• Woburn officer injured while on duty once again caught in crossfire


    WOBURN, Mass. (MyFoxBoston.com) – A Woburn police officer injured in the line of duty is now caught in the crossfire between the city's mayor and city council. Both are at odds over how much retirement money and benefits he will be entitled to the rest of his life.

    The debate surrounding 52-year-old Robert DeNapoli has been going on since the fall of 2012; however, at a meeting Tuesday night, Mayor Scott Galvin and the city council failed once again to come to an agreement.

    Dozens of citizens came out to the meeting to say the issue of honoring an officer who put his life on the line for his city is being unfairly politicized.

    "A guy stood over Officer DeNapoli and tried to execute him," Woburn Police Union President Dana Gately said during the meeting.

    Officer DeNapoli was fired at multiple times during a jewelry store robbery at Musto Jewelers in Woburn in 2011.
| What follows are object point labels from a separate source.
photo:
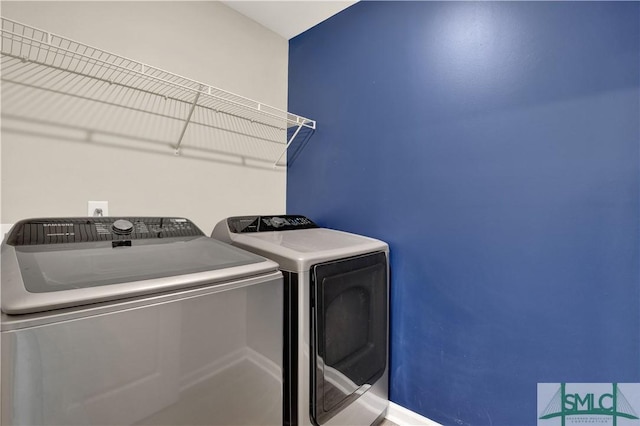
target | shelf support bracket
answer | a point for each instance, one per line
(186, 123)
(293, 137)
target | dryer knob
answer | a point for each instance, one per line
(122, 226)
(277, 222)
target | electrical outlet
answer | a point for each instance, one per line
(98, 208)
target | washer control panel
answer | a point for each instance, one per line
(242, 224)
(91, 229)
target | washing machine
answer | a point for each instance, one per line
(336, 316)
(137, 320)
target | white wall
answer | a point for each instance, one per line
(206, 41)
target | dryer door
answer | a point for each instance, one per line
(349, 331)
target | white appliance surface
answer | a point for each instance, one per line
(183, 343)
(298, 250)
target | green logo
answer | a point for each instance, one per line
(585, 403)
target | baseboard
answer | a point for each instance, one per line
(404, 417)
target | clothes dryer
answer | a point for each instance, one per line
(336, 316)
(146, 321)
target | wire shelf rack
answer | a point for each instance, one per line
(52, 79)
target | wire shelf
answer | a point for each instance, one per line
(53, 79)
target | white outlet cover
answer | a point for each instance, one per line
(96, 206)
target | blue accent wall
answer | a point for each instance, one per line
(496, 147)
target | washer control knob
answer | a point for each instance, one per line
(122, 227)
(277, 222)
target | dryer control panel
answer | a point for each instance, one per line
(242, 224)
(92, 229)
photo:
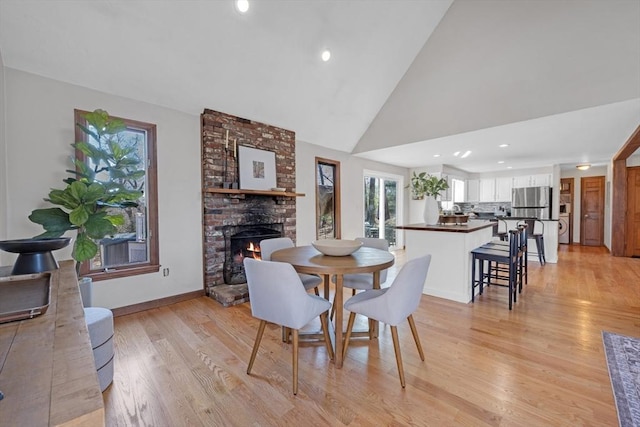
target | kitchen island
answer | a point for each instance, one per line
(450, 247)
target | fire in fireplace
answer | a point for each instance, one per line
(244, 241)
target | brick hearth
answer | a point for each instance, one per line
(222, 210)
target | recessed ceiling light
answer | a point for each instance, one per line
(242, 5)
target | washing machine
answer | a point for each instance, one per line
(563, 228)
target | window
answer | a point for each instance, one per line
(327, 199)
(134, 249)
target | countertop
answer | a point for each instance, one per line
(514, 218)
(472, 226)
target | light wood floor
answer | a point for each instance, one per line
(541, 364)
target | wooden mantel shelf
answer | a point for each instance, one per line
(254, 192)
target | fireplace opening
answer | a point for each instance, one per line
(244, 242)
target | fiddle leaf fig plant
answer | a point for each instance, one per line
(108, 177)
(426, 184)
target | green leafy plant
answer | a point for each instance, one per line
(425, 184)
(107, 178)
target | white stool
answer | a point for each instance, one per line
(100, 324)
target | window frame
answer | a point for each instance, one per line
(336, 196)
(151, 199)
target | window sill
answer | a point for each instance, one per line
(117, 272)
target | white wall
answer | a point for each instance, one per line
(576, 175)
(351, 187)
(39, 130)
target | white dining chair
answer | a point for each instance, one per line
(392, 305)
(364, 281)
(277, 296)
(269, 246)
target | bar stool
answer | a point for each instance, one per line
(503, 234)
(539, 237)
(500, 256)
(502, 271)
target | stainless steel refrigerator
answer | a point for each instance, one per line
(531, 202)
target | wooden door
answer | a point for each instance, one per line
(633, 212)
(592, 211)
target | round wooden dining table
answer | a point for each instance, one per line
(307, 259)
    "I wouldn't carry a gun, I wouldn't carry a badge. And I wouldn't make the sacrifices this man did for us. But he did it for us," Virginia Volpe, a concerned citizen, said.

    "The anguish and all that stuff that I'm going through just talking to therapists – I'm still trying to deal with this," Officer DeNapoli, who still suffers from muscle and nerve damage and is blind in one eye, told FOX 25.

    Following the incident, Officer DeNapoli was no longer able to work as a police officer.

    The mayor thinks when DeNapoli turns 65 his pension should be 80 percent of his annual earnings while the majority of the city council think he should get 100 percent.

    Mayor Galvin says his suggestion is comparable to a retirement package other cities have given officers hurt in the line of duty. He also says his proposal would still give DeNapoli the ability to work elsewhere and earn an income.

    "What we're trying to do is balance the needs of the DeNapoli family with our obligations not only now, but in the future. And that's what my job is to do. It's to try to step outside the emotion and do the right thing for everybody," Mayor Galvin said.

    Several councilors estimate the money the mayor and the council are squabbling over could be roughly $130,000.

    Councilman Ray Drapeau's proposal to bring the issue to a voter referendum was voted down.

    "The least we can do in this situation is give him what he deserves," Councilman Drapeau said.

    The city council voted Tuesday night to send this to a city council committee who will sit down with the DeNapoli family and Mayor Galvin and resolve the issue; however, no specifics on when the meeting will happen have been decided.

    The mayor is up for re-election in November.